Control measurements

Our SPOFA depends on a linear relationship between ΔFs and Δ[Ca2+]. To confirm the linearity of our measurements, we varied extracellular Ca2+ and measured the resulting change in fluorescence. After doubling extracellular Ca2+ concentration (from 1.8 to 3.6 mm, enhancing Ca2+ influx per open channel), the Ca2+ signal detected within active zone regions of the nerve terminal increased by 102 ± 2% (n = 4 terminals). In contrast, the CVs value obtained with high extracellular Ca2+ was not significantly different from that obtained with normal extracellular Ca2+ (p > 0.05, one-way ANOVA with Tukey's post hoc test) (Fig. 6A). This doubling in Ca2+ signal, coupled with an unchanged CVs, supports the conclusion that the reduced CVs obtained after DAP exposure was indeed caused by an increase in p and not by a potential saturation of measured fluorescence. Based on this analysis, we can also conclude that the concentration of extracellular Ca2+ (and thus the magnitude of Ca2+ influx through open channels) does not alter our quantitative analysis of variability in presynaptic fluorescence signals. Therefore, this experiment serves as a control for the validity of our fluctuation analysis.

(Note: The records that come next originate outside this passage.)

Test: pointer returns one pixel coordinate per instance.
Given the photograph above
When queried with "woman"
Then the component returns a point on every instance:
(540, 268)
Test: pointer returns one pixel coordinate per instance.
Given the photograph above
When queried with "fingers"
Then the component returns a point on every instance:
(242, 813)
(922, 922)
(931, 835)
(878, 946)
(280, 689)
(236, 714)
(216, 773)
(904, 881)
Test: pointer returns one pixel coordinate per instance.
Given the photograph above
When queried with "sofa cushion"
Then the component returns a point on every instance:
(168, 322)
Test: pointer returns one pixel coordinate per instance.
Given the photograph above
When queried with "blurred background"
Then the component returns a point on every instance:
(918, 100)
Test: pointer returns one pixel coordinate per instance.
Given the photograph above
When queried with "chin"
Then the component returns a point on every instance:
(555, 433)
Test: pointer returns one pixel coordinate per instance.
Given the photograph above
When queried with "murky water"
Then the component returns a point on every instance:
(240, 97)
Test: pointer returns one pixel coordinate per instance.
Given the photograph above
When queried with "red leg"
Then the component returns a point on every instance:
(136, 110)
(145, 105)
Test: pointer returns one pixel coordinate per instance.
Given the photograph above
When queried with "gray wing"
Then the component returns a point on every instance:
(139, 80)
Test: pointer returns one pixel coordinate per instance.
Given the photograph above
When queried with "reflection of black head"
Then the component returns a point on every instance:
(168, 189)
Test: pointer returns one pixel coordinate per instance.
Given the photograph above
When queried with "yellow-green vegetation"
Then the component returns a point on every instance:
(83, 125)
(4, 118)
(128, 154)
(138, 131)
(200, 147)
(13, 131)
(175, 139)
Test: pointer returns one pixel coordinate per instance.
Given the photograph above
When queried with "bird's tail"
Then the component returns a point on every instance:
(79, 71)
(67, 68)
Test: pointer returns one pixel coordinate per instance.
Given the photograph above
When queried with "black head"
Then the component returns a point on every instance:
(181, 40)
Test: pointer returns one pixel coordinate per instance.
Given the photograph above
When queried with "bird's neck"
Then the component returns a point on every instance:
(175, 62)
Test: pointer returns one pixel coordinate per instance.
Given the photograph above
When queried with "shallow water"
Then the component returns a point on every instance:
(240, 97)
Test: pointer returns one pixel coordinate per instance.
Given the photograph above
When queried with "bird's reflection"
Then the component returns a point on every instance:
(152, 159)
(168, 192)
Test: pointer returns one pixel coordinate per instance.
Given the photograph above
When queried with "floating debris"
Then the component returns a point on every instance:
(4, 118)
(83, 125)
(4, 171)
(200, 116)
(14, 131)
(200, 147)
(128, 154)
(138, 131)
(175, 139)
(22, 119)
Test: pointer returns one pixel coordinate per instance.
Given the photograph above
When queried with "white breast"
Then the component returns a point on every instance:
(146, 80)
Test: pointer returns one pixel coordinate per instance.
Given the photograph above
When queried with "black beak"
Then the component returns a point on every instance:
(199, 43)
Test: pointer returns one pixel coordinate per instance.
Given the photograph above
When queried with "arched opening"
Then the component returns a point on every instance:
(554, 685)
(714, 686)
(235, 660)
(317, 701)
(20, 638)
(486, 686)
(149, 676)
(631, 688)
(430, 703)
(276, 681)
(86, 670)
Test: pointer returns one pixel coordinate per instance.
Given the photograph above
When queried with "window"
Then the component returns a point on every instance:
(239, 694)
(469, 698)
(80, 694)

A lack of significant dye saturation during low-frequency stimulation might be expected given the ordered geometry of adult frog NMJ active zones (long, linear arrays of presynaptic Ca2+ channels distributed spatially at some distance from one another) (Fig. 1), combined with the prediction that there are few Ca2+ channel openings within each active zone during a single action potential (Wachman et al., 2004; this study). The absence of significant dye saturation under similar imaging conditions at this synapse was also reported by Shahrezaei et al. (2006). The linearity of fluorescence and Ca2+ signal in our experiments is fortuitous, and both fluorescence detection and calcium-sensitive dye interactions with calcium ions are expected to saturate outside our experimental conditions.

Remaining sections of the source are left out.